Les victimes des récentes violences de l’état ont indiqué que les attaques étaient clairement ciblées politiquement et visaient les quartiers qui constituent une base de soutien pour les opposants au gouvernement PHTK (qui entretient des relations étroites avec Washington et l’ONU).

Au lendemain des dernières violences commises par l’état, l’ambassade américaine de Trump à Port-au-Prince a salué le « professionnalisme » de la police haïtienne, et a envoyé Kenneth Merten, l’ancien ambassadeur nommé par Clinton, pour conseiller le gouvernement haïtien. En bref, quand il s’agit de contenir les citoyens laissés pour compte d’Haïti, le consensus bipartite de Washington sur la politique étrangère est tout à fait inébranlable.

Après des semaines de violences, Amnesty International a fini par publier une déclaration vague appelant les autorités haïtiennes à éviter « l’utilisation excessive de la force ». Alors que quelques petits organes de presse ont rapporté les attaques, les médias en Haïti sont largement dominés par de puissants intérêts commerciaux. Et les médias internationaux ont également été accusés de fermer les yeux sur ce qui se passait en Haïti.

La situation désespérée d’Haïti continue

La situation est désespérée.
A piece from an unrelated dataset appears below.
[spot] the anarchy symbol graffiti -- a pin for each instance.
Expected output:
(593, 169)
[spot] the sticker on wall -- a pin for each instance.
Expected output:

Le nouvel « argent du tremblement de terre » qui a afflué dans le pays n’est pas arrivé dans les poches des personnes qui en ont besoin. Une grande partie de la population est structurellement marginalisée et le gouvernement n’investit pas dans les programmes sociaux ou l’éducation. En attendant, la brutalité policière est devenue monnaie courante, notamment dans les prisons du pays ; et en même temps, Haïti est confrontée à nouveau à un problème d’orphelins dans sa capitale, qui reflète son incapacité à investir dans les infrastructures sociales.

Comme je l’ai expliqué récemment dans une interview avec RT : à la suite du coup d’état de 2004 et du tremblement de terre de 2010, des responsables américains et onusiens et diverses élites locales et internationales ont cherché à transformer le pays de manières politique et économique en une plateforme stable pour les sociétés transnationales. Cela a impliqué de mettre à l’écart des acteurs politiques activistes et de reconstituer un appareil paramilitaire, mais qui agit de manière plus flexible et rapide. Et c’est une stratégie meurtrière à laquelle nous assistons maintenant.

Jeb Sprague

Jeb Sprague est un lecturer (Maître de conférences) à l’Université de Virginia. Il est l’auteur de Globalizing the Caribbean : Political Economy, Social Change, and the Transnational Capitalist Class (Temple University Press, 2019) et Paramilitarism and the Assault on Democracy in Haiti (Monthly Review Press, 2012). Il est l’éditeur de Globalization and Transnational Capitalism in Asia and Oceania (Routledge, 2016). Il est l’un des co-fondateurs du Network for the Critical Studies of Global Capitalism (réseau d’études critiques du capitalisme global).